Didn't think of that. That's clever, right there.

Jim Koepke
04-08-2012, 12:49 PM
will you call trap a KICK-BACK

Maybe if it was on a table saw. When the blade gets pinched, it won't go forward let alone kick back.

jtk

ray hampton
04-08-2012, 2:20 PM
Maybe if it was on a table saw. When the blade gets pinched, it won't go forward let alone kick back.

jtk

I have the saw blade stop by the wood more than ONCE and we wonder why the saw blade set keep changing,to remove the saw require moving the handle up and down

Bill Stephenson
04-08-2012, 3:36 PM
Hi everyone, lots great help here. I just was able to check the thread today & and read all responses. I went to the shop & sawed a tenon with the lifting slightly on the back stroke method and reviewed my stance. The chattering and vibration was greatly reduced to a point I probably could live with. I sawed on Beech, Oak & Pine. sawing the Pine produced the least amount of chatter on the back stroke. By the way the saw is not a Gramercy and I prefer not to indicate the brand. I may be expecting to much from this saw due to it's price($200.+) With more experience it may live up to my expectations. Thanks

Charlie Stanford
04-08-2012, 4:15 PM
Hi everyone, lots great help here. I just was able to check the thread today & and read all responses. I went to the shop & sawed a tenon with the lifting slightly on the back stroke method and reviewed my stance. The chattering and vibration was greatly reduced to a point I probably could live with. I sawed on Beech, Oak & Pine. sawing the Pine produced the least amount of chatter on the back stroke. By the way the saw is not a Gramercy and I prefer not to indicate the brand. I may be expecting to much from this saw due to it's price($200.+) With more experience it may live up to my expectations. Thanks

I have a 1970s vintage Spear & Jackson (bought in the 1980s) that I picked up for less than $20. It doesn't chatter, never did chatter, and my technique most decidedly would not bring a tear to the late Jim Kingshott's eyes. Unless you are totally ham-fisting the thing I'd get rid of the saw that is the subject of this post. These expensive tools often leave one with the feeling "it must be me." Well, maybe sometimes it is. I don't think that's the case here. From what I've seen with progressive pitch and ultra-thin plate, blah, blah, blah, I think it's all too tricked up. A blue-collar saw will work fine without all the fuss, primping, preciousness, and self-recrimination. The blade just needs to be straight, unpitted, and capable of staying sharp for a reasonable amount of time. A comfy handle is a help. I actually like the feel and hang of a Spear & Jackson though many describe them as ugly. I guess it is, though in a thoroughly workmanlike English way.

Bill Stephenson
04-08-2012, 6:49 PM
Charlie somewhere in my gut I think you may be on target. I notice that the Lie Nielsen back saws with the exception of one, have thicker or standard plates. You have made me feel better about this. Future purchases will be more conservative.

Jonathan McCullough
04-08-2012, 7:01 PM
Put some candle wax on the saw plate and see if it doesn't make a huge difference. Draw it all around in loops on the sides. It'll lubricate the saw as it travels though the kerf, and keeps wood pitch from building up. Give it nice even strokes and don't let the teeth hit the wood on the backstroke. With some practice you'll appreciate the heavier spine and what is likely to be a more ergonomic handle.

Jim Koepke
04-08-2012, 8:45 PM
I have the saw blade stop by the wood more than ONCE and we wonder why the saw blade set keep changing,to remove the saw require moving the handle up and down

One thing that came to my notice is with taper ground saws it is easy to start sawing with just the toe of the saw and then when a longer stroke is attempted the starting kerf isn't wide enough for the back of the saw. DAMHIKT!
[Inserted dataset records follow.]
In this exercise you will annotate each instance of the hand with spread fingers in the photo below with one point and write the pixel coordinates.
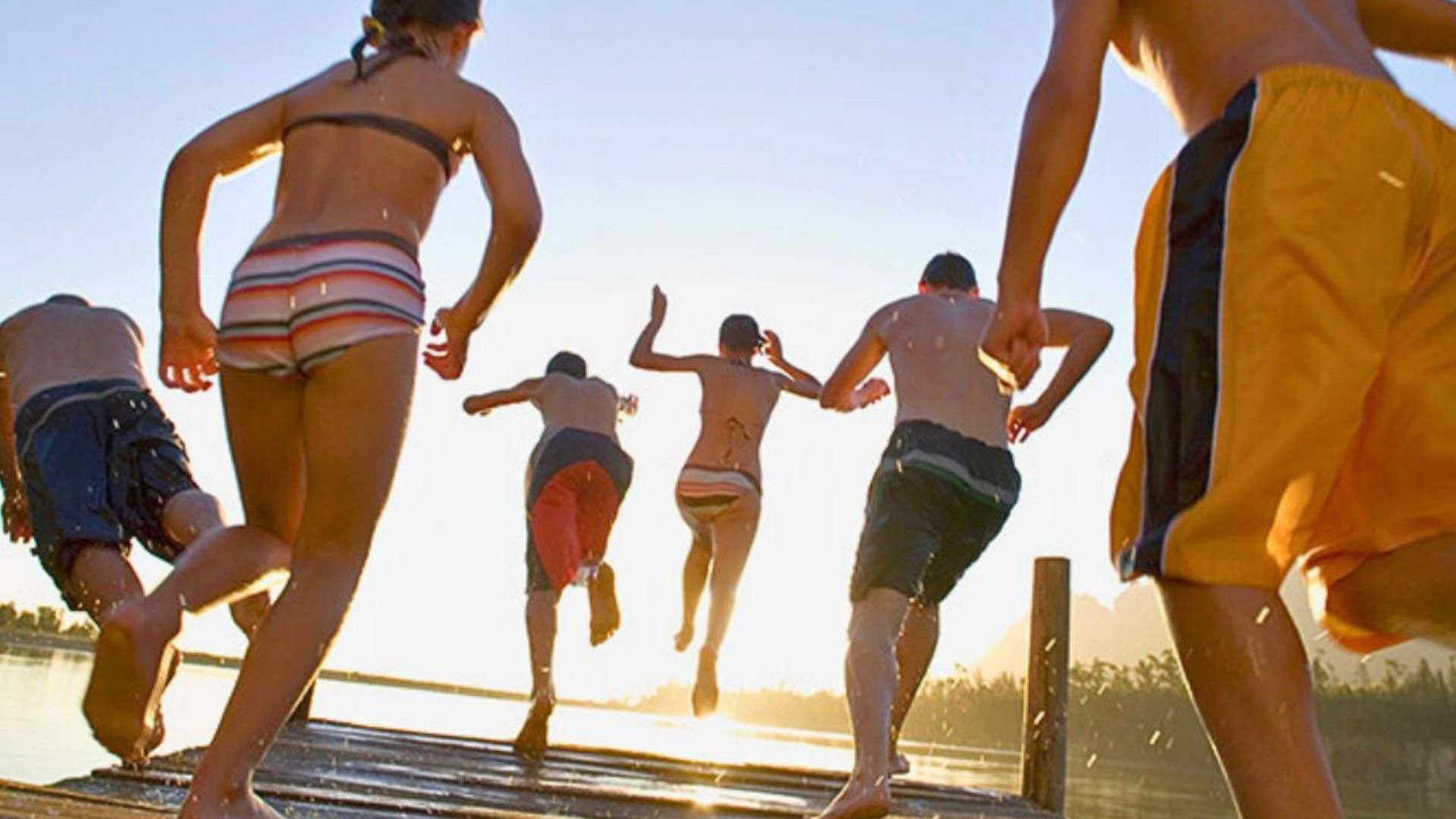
(447, 356)
(870, 392)
(1024, 420)
(188, 352)
(1012, 343)
(17, 515)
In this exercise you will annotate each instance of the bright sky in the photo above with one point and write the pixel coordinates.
(795, 161)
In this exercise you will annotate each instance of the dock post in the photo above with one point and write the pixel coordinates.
(303, 711)
(1044, 739)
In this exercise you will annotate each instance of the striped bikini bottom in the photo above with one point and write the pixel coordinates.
(300, 302)
(705, 493)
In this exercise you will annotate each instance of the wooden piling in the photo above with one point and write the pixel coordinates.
(1044, 739)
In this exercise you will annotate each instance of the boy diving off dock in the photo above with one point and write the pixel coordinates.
(720, 490)
(943, 491)
(576, 482)
(89, 463)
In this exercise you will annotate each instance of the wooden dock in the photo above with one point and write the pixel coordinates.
(343, 771)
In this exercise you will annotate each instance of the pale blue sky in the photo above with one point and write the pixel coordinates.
(797, 161)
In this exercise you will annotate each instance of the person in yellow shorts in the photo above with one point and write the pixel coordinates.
(1294, 372)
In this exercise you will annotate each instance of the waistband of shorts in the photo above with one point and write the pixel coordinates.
(974, 465)
(42, 406)
(313, 241)
(701, 474)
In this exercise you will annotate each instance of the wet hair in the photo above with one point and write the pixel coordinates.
(389, 19)
(949, 270)
(566, 365)
(67, 299)
(740, 334)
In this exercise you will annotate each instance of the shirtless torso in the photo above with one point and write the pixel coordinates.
(579, 404)
(736, 409)
(1197, 53)
(55, 344)
(930, 343)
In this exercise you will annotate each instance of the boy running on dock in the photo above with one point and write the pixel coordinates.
(720, 488)
(943, 491)
(89, 463)
(1293, 373)
(576, 482)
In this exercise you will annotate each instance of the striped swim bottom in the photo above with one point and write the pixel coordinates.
(300, 302)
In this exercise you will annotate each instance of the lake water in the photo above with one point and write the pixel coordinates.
(44, 739)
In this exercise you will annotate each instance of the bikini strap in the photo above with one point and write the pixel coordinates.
(403, 129)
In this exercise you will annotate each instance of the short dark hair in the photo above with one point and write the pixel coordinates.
(949, 270)
(394, 15)
(566, 365)
(740, 334)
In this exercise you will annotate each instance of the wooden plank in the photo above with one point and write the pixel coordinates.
(30, 802)
(1044, 742)
(332, 770)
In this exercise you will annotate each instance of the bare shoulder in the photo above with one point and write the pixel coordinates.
(601, 384)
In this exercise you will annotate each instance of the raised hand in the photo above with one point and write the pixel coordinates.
(447, 356)
(772, 346)
(1025, 420)
(1012, 343)
(188, 352)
This especially gets amplified with wood that is moving while it is being sawn.

jtk

Chris Vandiver
04-08-2012, 9:02 PM
One thing that came to my notice is with taper ground saws it is easy to start sawing with just the toe of the saw and then when a longer stroke is attempted the starting kerf isn't wide enough for the back of the saw. DAMHIKT!

This especially gets amplified with wood that is moving while it is being sawn.

jtk


The thickness of the saw should be uniform at the toothline, from heel to toe.